On the subject of older workers, Pat said Human Resource managers "have got to be totally re-educated".
"Their preference is always to sack the older worker and take on a younger worker, but there is evidence that younger workers are not as reliable, not as committed, and the chances of retaining them are not as strong as they are with older workers," she said.
"There are a lot of fallacies about older workers in the workforce, such as they don't understand technology, they won't move for a job, or that they're not committed to their work.
"This is simply not true and they're all false assumptions."
Patricia said she looked at the research being done in two long term studies on ageing; one being conducted at Harvard University and one at the University of New South Wales, and found ageing well was "not simply a matter of genetics".
"That's a factor, but a more important factor is the attitude of the person, she said.
"A good attitude will take you so much further.

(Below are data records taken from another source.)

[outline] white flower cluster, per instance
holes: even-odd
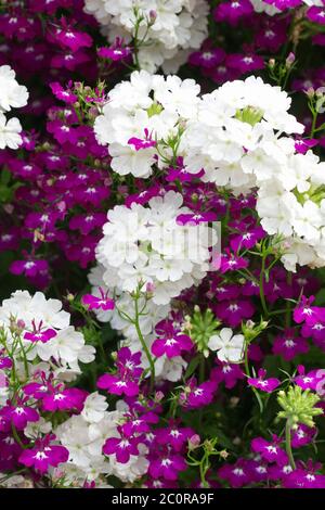
[[[288,113],[290,103],[280,87],[255,76],[203,95],[184,133],[186,168],[204,168],[204,181],[239,193],[264,182],[295,152],[294,140],[280,136],[303,131]]]
[[[274,4],[270,4],[270,3],[264,2],[263,0],[249,0],[249,1],[252,4],[253,10],[256,12],[265,12],[266,14],[269,14],[269,16],[274,16],[274,14],[278,14],[280,12],[282,12],[280,9],[277,9],[276,2],[274,2]],[[313,5],[317,8],[323,7],[323,0],[302,0],[302,1],[308,7],[313,7]]]
[[[250,76],[204,95],[198,122],[184,133],[190,171],[234,192],[258,190],[257,212],[270,234],[284,239],[283,263],[325,266],[325,163],[296,153],[287,135],[303,132],[280,87]]]
[[[208,270],[216,232],[204,225],[181,225],[191,213],[180,193],[151,199],[148,207],[117,205],[107,214],[96,259],[105,268],[105,284],[118,293],[148,290],[156,305],[168,305],[200,281]]]
[[[35,361],[40,362],[44,372],[51,371],[56,377],[68,380],[81,373],[79,361],[89,364],[94,360],[95,349],[84,345],[82,333],[70,324],[70,315],[62,309],[58,299],[47,299],[37,292],[34,296],[27,291],[16,291],[0,306],[0,328],[3,328],[6,346],[14,346],[14,358],[22,365],[23,349],[28,361],[34,361],[31,371],[37,369]],[[25,340],[26,332],[40,332],[48,329],[55,331],[55,336],[48,342]],[[21,336],[21,346],[16,341]]]
[[[9,65],[0,66],[0,149],[17,149],[22,143],[22,126],[16,117],[5,117],[12,107],[20,109],[27,104],[26,87],[18,85],[15,72]]]
[[[122,422],[121,411],[107,411],[106,398],[98,392],[90,394],[84,400],[81,415],[73,416],[62,423],[54,432],[61,444],[69,450],[67,463],[60,466],[67,484],[80,486],[87,480],[95,481],[103,486],[101,475],[115,475],[122,482],[134,482],[147,471],[144,455],[131,456],[127,463],[115,460],[115,456],[106,458],[103,452],[105,441],[119,437],[117,425]],[[145,450],[139,448],[140,454]]]
[[[93,267],[89,273],[89,281],[92,285],[91,293],[100,296],[101,288],[104,292],[109,292],[109,289],[104,282],[104,273],[106,269],[101,264]],[[101,322],[110,322],[113,329],[120,332],[123,340],[120,342],[120,347],[128,346],[132,353],[143,352],[143,347],[138,336],[138,332],[133,322],[123,317],[128,314],[132,319],[135,315],[134,299],[128,292],[120,292],[114,288],[115,293],[115,308],[113,310],[94,310],[98,319]],[[151,346],[156,339],[154,334],[155,326],[162,319],[166,319],[170,311],[170,305],[156,305],[153,299],[146,299],[144,296],[139,298],[139,309],[144,313],[139,316],[139,326],[143,339],[151,349]],[[144,369],[150,368],[148,360],[143,354],[141,365]],[[187,366],[186,361],[181,356],[168,358],[166,355],[160,356],[155,362],[155,375],[157,380],[179,381],[181,379],[183,369]]]
[[[177,140],[190,118],[196,117],[199,86],[193,79],[134,72],[130,81],[121,81],[109,92],[109,100],[94,123],[99,143],[109,144],[112,168],[120,175],[148,177],[153,166],[171,158],[170,140]],[[145,140],[145,132],[150,140]],[[129,141],[144,140],[140,150]],[[148,146],[145,143],[148,141]],[[164,143],[164,141],[166,143]],[[152,143],[151,143],[152,142]]]
[[[194,80],[150,76],[146,72],[133,73],[130,81],[115,87],[94,125],[98,140],[109,143],[113,169],[122,175],[131,171],[136,177],[147,177],[154,165],[164,168],[177,155],[183,157],[188,173],[204,169],[205,182],[230,188],[235,194],[256,189],[263,228],[285,240],[282,247],[286,252],[283,257],[286,268],[295,270],[296,264],[325,266],[324,164],[312,151],[296,153],[290,135],[301,135],[304,128],[288,113],[291,104],[288,94],[255,76],[226,82],[203,97],[198,94],[199,87]],[[145,129],[151,133],[148,145],[144,141],[141,149],[131,146],[129,140],[143,138]],[[177,154],[172,154],[177,137]],[[151,144],[151,140],[156,144]],[[125,211],[128,211],[125,221],[132,239],[133,213]],[[140,211],[145,209],[140,207],[139,214]],[[138,254],[136,245],[133,247]],[[114,256],[120,260],[119,250],[109,255],[110,260],[105,257],[99,260],[105,267],[107,263],[114,266]],[[136,269],[146,272],[146,259],[141,269],[140,260]],[[170,288],[170,282],[166,283],[161,276],[166,273],[165,263],[164,267],[161,264],[159,260],[155,268],[159,282],[157,294]],[[182,272],[182,268],[172,264],[168,271]],[[135,272],[134,268],[129,273],[126,266],[121,267],[118,278],[125,281],[122,291],[132,289]],[[188,276],[188,271],[183,272],[182,278]],[[144,281],[151,281],[152,276],[147,273]],[[182,281],[176,276],[169,280]],[[178,291],[174,283],[172,286]],[[156,297],[158,304],[167,302]]]
[[[206,0],[86,0],[108,40],[134,38],[136,21],[140,67],[154,73],[162,67],[176,73],[207,37]],[[141,16],[141,22],[139,23]]]

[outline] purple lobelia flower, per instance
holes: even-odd
[[[307,151],[315,146],[317,143],[318,143],[318,140],[316,140],[315,138],[312,138],[310,140],[309,139],[304,140],[303,138],[296,138],[295,149],[296,149],[296,152],[298,152],[299,154],[306,154]]]
[[[42,342],[46,344],[49,340],[56,336],[56,331],[52,328],[44,329],[42,321],[36,326],[35,320],[31,321],[32,331],[26,331],[24,333],[24,339],[29,340],[30,342]]]
[[[287,329],[281,335],[275,336],[272,346],[273,354],[282,356],[286,361],[290,361],[298,354],[306,354],[308,350],[308,342],[296,336],[294,329]]]
[[[62,390],[62,385],[52,387],[42,399],[44,411],[72,411],[80,412],[87,397],[87,392],[77,387]]]
[[[291,446],[292,448],[301,448],[301,446],[309,445],[316,435],[316,429],[307,426],[302,423],[298,425],[298,429],[292,431]]]
[[[216,381],[218,384],[224,382],[226,388],[231,390],[234,387],[240,379],[244,379],[244,372],[237,364],[229,364],[216,360],[217,368],[210,373],[210,379]]]
[[[213,307],[216,316],[231,328],[236,328],[243,319],[250,319],[255,313],[253,305],[248,299],[232,299],[217,303]]]
[[[229,22],[231,25],[237,25],[243,16],[247,16],[253,12],[252,4],[249,0],[231,0],[230,2],[221,2],[213,11],[213,17],[217,22]]]
[[[165,447],[148,456],[148,474],[153,479],[178,480],[179,473],[187,469],[185,459],[180,454],[170,451]]]
[[[263,69],[265,66],[262,56],[252,53],[234,53],[227,55],[225,63],[229,67],[239,69],[240,73]]]
[[[53,81],[50,84],[50,87],[55,98],[60,99],[61,101],[64,101],[68,104],[74,104],[78,101],[78,95],[76,95],[69,89],[64,89],[62,85],[58,84],[58,81]]]
[[[190,409],[207,406],[212,401],[217,386],[216,381],[197,384],[196,379],[191,378],[180,394],[180,404]]]
[[[84,294],[81,298],[82,304],[88,307],[88,309],[99,309],[102,310],[113,310],[115,307],[115,303],[113,299],[108,297],[108,291],[104,292],[103,289],[99,288],[101,297],[93,296],[92,294]]]
[[[73,216],[69,220],[69,228],[72,230],[79,230],[82,234],[87,235],[95,228],[101,228],[106,221],[104,213],[88,213],[82,215]]]
[[[129,462],[131,455],[139,455],[138,437],[127,436],[120,426],[117,428],[120,437],[109,437],[103,446],[103,452],[107,456],[115,455],[117,462],[126,464]]]
[[[325,9],[312,5],[306,13],[307,17],[318,25],[325,25]]]
[[[243,224],[245,229],[245,225]],[[239,250],[249,250],[253,247],[257,242],[265,237],[265,231],[262,227],[255,227],[249,230],[244,230],[240,234],[230,235],[230,245],[234,252]]]
[[[14,426],[22,431],[27,423],[39,420],[39,413],[32,407],[26,405],[26,399],[20,399],[15,405],[9,404],[0,410],[0,415],[13,423]]]
[[[233,488],[239,488],[252,482],[251,470],[245,459],[238,459],[235,464],[223,464],[218,470],[218,476],[226,480]]]
[[[188,213],[188,214],[180,214],[177,217],[177,222],[179,225],[199,225],[207,221],[216,221],[217,214],[216,213]]]
[[[0,370],[11,369],[13,366],[12,359],[6,356],[4,349],[0,350]]]
[[[156,441],[159,445],[169,444],[173,450],[181,451],[187,441],[194,436],[195,431],[180,426],[179,422],[180,420],[171,420],[168,428],[155,431]]]
[[[250,386],[257,387],[262,392],[272,393],[280,384],[281,381],[275,378],[265,379],[266,370],[260,368],[258,378],[248,378],[247,382]]]
[[[311,370],[306,373],[302,365],[298,365],[297,370],[299,375],[294,379],[295,383],[302,390],[316,390],[320,379],[323,377],[320,370]]]
[[[131,53],[131,48],[129,46],[126,46],[123,39],[120,37],[117,37],[115,39],[115,42],[108,48],[103,47],[99,48],[98,50],[99,56],[101,56],[102,59],[113,60],[114,62],[125,60],[130,56]]]
[[[148,132],[148,129],[144,129],[144,138],[132,137],[128,140],[129,145],[133,145],[135,151],[141,151],[143,149],[150,149],[156,146],[156,140],[153,140],[153,133]]]
[[[256,437],[251,442],[252,451],[261,455],[262,459],[268,462],[276,462],[280,464],[287,462],[287,454],[278,446],[281,438],[273,435],[273,442],[269,443],[263,437]]]
[[[47,260],[14,260],[10,266],[10,272],[13,275],[26,275],[26,277],[36,277],[42,271],[48,271],[49,264]]]
[[[20,456],[20,462],[27,468],[34,468],[43,474],[50,467],[56,467],[61,462],[67,462],[69,452],[61,445],[52,444],[54,435],[48,435],[41,439],[36,439],[32,448],[25,449]]]
[[[285,488],[325,488],[325,475],[317,473],[322,466],[309,461],[307,466],[299,462],[297,469],[284,477]]]
[[[139,394],[141,353],[132,354],[129,347],[122,347],[117,354],[117,372],[105,373],[98,380],[98,387],[115,395],[134,396]]]
[[[193,342],[186,334],[179,332],[171,332],[154,341],[152,345],[152,353],[157,356],[166,356],[173,358],[180,356],[183,350],[191,350],[193,348]]]
[[[314,326],[316,322],[325,322],[325,308],[311,306],[314,296],[302,296],[298,306],[294,310],[295,322],[306,322],[308,326]]]
[[[264,0],[265,3],[274,5],[280,11],[285,11],[286,9],[291,9],[300,5],[302,0]]]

"The people with a positive attitude who are active, engaged and remain interested in life, the people who reinvent themselves and stay socially active; these are the people who live the longest.
"That was certainly what I found with the case studies I did too."
Patricia's case studies are included in Part Two of her book, and tell the stories of people who lived and stayed active well into their nineties and beyond, including the world's oldest skydiver, James Brierly, who was still jumping out of planes at 89 and Muriel Crabtree, whose exhibition of pastels was opened by the governor general shortly after Crabtree died aged 102.
Patricia said her book was not "about how you romp around in retirement and have a good time", but was about "having purpose in life and the importance of that and about getting away from the stereotyping of old age".
In presenting her research, argument and case studies, Patricia does so with a passion that psychologist and social researcher Hugh Mackay said "has exploded the myth that an ageing population is unrelieved bad news for our social and economic future".
"This book is bursting with intellectual energy: if Edgar's rational arguments don't convince you, her human stories will," he said.
In Praise of Ageing, published by Text Publishing, is available now in bookstores.